How Technology Literally Changes Our Brains

How Technology Literally Changes Our Brains
(AP Photo/Julio Cortez)

In 1964, the Canadian philosopher Marshall McLuhan published his opus Understanding Media: The Extensions of Man. In it he writes, “In the long run, a medium’s content matters less than the medium itself in influencing how we think and act.” Or, put more simply: “Media work their magic, or their mischief, on the nervous system itself.”

This idea that the media technologies we rely on reshape us on a fundamental, cognitive level sits at the center of Nicholas Carr’s 2010 book The Shallows: What the Internet Is Doing to Our Brains. A world defined by oral traditions is more social, unstructured, and multisensory; a world defined by the written word is more individualistic, disciplined, and hypervisual. A world defined by texting, scrolling, and social feedback is addicted to stimulus, constantly forming and affirming expressions of identity, accustomed to waves of information.

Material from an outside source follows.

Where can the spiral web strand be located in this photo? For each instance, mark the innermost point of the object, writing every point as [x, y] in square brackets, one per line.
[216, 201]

Back in 2010, Carr argued that the internet was changing how we thought, and not necessarily for the better. “My brain, I realized, wasn’t just drifting,” he wrote in The Shallows. “It was hungry. It was demanding to be fed the same way the net fed it — and the more it was fed, the hungrier it became.” His book, a finalist for the Pulitzer that year, was dismissed by many, including me. Ten years on, I regret that dismissal. Reading it now, The Shallows is outrageously prescient, offering a framework and language for ideas and experiences I’ve been struggling to define for a decade.